Par ailleurs, actionnaire d'Infogrames, dont le cours boursier avait chuté, Bruno Bonnell affirme n'avoir perçu que très peu de revenus pour les années 2007, 2008 et 2009, et n'avoir subsisté qu'avec ses indemnités de départ. «Si je n’ai pas payé d’impôt sur le revenu en 2008 et 2009 c’est que, comme la loi l’impose, la pension alimentaire versée à mon ex-femme est incluse dans ma déclaration des revenus et prise en compte pour le calcul de cet impôt».
Alors qu'il se retrouve fortement endetté, son ex-femme le soupçonne d'avoir organisé une forme d'insolvabilité pour ne plus être en mesure de lui verser une pension alimentaire. Mais sa dette ne l'empêche pas de détenir un patrimoine immobilier important, et de percevoir des revenus variés. Les magistrats de la cour d'appel pointent «un train de vie absolument sans rapport avec ses ressources avouées» .

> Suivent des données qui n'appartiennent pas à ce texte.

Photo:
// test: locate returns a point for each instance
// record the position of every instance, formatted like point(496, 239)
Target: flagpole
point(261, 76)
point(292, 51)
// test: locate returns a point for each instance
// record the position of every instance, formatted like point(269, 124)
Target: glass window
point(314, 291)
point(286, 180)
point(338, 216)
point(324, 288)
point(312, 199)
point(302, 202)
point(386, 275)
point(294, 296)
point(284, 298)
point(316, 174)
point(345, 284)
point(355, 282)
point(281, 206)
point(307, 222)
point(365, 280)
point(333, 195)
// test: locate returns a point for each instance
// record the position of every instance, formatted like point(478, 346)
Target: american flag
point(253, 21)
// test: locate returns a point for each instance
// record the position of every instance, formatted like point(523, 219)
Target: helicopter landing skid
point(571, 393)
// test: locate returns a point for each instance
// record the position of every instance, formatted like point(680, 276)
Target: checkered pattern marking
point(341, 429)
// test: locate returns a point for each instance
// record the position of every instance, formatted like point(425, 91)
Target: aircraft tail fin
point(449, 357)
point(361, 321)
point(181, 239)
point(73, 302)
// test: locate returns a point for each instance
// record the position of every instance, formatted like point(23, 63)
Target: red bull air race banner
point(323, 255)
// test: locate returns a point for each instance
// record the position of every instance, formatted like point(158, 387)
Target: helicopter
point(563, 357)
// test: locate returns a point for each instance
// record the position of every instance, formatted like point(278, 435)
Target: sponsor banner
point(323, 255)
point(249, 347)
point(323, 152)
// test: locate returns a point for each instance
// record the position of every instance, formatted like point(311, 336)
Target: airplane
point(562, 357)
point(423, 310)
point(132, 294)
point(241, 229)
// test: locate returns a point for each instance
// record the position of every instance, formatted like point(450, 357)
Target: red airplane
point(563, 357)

La réaction de Laurent Legendre sur l'optimisation fiscale :
La réaction de Bruno Bonnell sur les accusations d'optimisation fiscale :
Une sanction de l'AMF en 2008
Enfin, les documents exhumés des archives judiciaires rappellent un épisode trouble des opérations boursières passées du candidat En Marche.Infogrames, dont Bruno Bonnell est alors le dirigeant, a fait l'objet d'une sanction de l'Autorité des Marchés Financiers en 2008. Elle l'accusait d'avoir fait varier le cours de l'action Infogrames en achetant et en vendant des titres opportunément, sans en informer correctement le marché. La société Infogrames a dû s'acquitter d'une sanction financière de 40 000 euros. Une peine finalement mesurée, car le montant des opérations financière concernées a été reconnu comme «quantitativement très faible».
Des « méthodes sournoises » avant l'élection
La fuite de ces documents, livrés par le candidat de La France insoumise à la presse à quelques jours des législatives, agite la campagne à Villeurbanne.La candidate PS de la 6e circonscription du Rhône, Najat Vallaud-Belkacem, appelle le candidat de La République en marche « à faire toute la lumière sur sa situation. Les électrices et les électeurs ont le droit de savoir ».
Le candidat La république en marche a qualifié ces fuites organisées de « méthodes sournoises, qui déforment la vérité et insinuent des accusations (...) indignes». Il rappelle avoir fait l'objet d'un contrôle constant de l'administration fiscale, qui n'a détecté aucune fraude fiscale le concernant. «Une succession de contrôles fiscaux approfondis ont été effectués au cours de ces années. Ni les juges, ni les inspecteurs en charge de mes dossiers, n’ont trouvé au cours de leurs investigations d’éléments qui constitueraient des dissimulations».